What are Gallstones?
A gallstone is a small pebble that develops in the gallbladder often as a result of sediment from the bile. The medical term for a gallstone is a cholelith and the process of gallstone formation and the presence of gallstones in the gallbladder is known as cholelithiasis.
There are some less common types of gallstones that do not develop within the gallbladder but rather in the bile ducts (medical term : choledocholithiasis). Many gallstones exit the gallbladder and pass out with the bile. It often goes unnoticed. At times however, the gallstone may get stuck in the narrow neck of the gallbladder or within the bile duct itself.
Types of Gallstones
There are two types of gallstones – cholesterol or pigment. A third type known as a mixed stone is a combination of a cholesterol and pigment stone. Although the most common type of gallstone is a cholesterol stone, it does contain some characteristics of a pigment stone. A gallstone made purely of cholesterol is rare.
Cholesterol stones are a pale yellow in color but due to the components of a pigment stone, it appears darker yellow to a brownish-yellow. Pigment stones are generally brown or black – brown stones tend to form in the bile duct while black stones develop in the gallbladder
Cholesterol is a product of fat metabolism in the liver and is passed out with bile. Since it is insoluble, cholesterol binds with water-soluble bile salts and water-insoluble lecithin to exist as small micelles or vesicles (‘bubbles’) in the bile. Bile enters the gallbladder where it is stored and concentrated.
If the cholesterol concentration within the bile is too high, it may exceed the solubilizing capacity of the bile salts and precipitate. In addition, there is a diminished movement of bile, and mucus secretion within the gallbladder that allow the sediments to aggregate. For this reason, cholesterol stones almost always exist in the gallbladder.

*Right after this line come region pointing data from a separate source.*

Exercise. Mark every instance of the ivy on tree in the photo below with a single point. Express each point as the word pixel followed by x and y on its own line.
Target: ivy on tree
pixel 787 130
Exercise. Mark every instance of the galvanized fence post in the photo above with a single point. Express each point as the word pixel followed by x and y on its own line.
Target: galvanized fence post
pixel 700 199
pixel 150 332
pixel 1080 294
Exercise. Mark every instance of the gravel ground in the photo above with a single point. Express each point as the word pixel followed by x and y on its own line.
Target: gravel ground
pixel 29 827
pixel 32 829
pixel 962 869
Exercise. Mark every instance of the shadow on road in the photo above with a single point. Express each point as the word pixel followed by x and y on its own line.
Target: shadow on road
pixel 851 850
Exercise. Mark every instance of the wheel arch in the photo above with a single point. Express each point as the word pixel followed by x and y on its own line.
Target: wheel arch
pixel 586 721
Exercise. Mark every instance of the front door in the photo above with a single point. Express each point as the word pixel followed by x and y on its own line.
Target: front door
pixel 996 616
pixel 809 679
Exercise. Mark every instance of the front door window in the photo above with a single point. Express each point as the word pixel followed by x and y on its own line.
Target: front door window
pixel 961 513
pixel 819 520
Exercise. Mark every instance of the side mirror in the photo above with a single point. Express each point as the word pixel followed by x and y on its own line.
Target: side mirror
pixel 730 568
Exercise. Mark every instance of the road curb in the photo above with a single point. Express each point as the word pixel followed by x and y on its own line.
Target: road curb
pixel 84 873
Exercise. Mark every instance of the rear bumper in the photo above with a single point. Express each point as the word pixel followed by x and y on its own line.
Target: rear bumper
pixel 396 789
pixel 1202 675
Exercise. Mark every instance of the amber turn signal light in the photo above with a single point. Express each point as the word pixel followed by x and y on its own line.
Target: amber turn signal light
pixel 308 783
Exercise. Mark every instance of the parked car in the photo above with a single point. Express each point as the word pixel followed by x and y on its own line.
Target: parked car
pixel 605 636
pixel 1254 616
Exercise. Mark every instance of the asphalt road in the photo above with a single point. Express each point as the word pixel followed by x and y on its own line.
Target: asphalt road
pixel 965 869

Over time, the presence of bacteria and the action of the body’s immune cells breaks down bilirubin within the cholesterol stone and the chemical composition partially resembles a pigment stone. This is known as a mixed stone.
Features of Cholesterol Gallstones
- Apart from cholesterol, these gallstones also contain calcium salts – calcium phosphate, calcium bilirubinate, calcium carbonate. Mucin glycoprotein is also present and is the main compound that cements the stone.
- Cholesterol gallstones appear yellow in color if they are made of pure cholesterol, which is rare, but due to the presence of calcium salts and hydrolization of conjugated bilirubin, it can appear dark yellow to brownish-yellow.
- Cholesterol stones usually do not occur in isolation. Multiple stones may fill up the gallbladder and can be as large as several centimeters. Rarely, a single large cholesterol stone may be found.
- Cholesterol stones are almost always found in the gallbladder.
- Most cholesterol stones are radiopaque and are detectable upon x-ray.
- A large stone made up of purely cholesterol, which is rare, can be radiolucent and therefore not detected upon x-ray.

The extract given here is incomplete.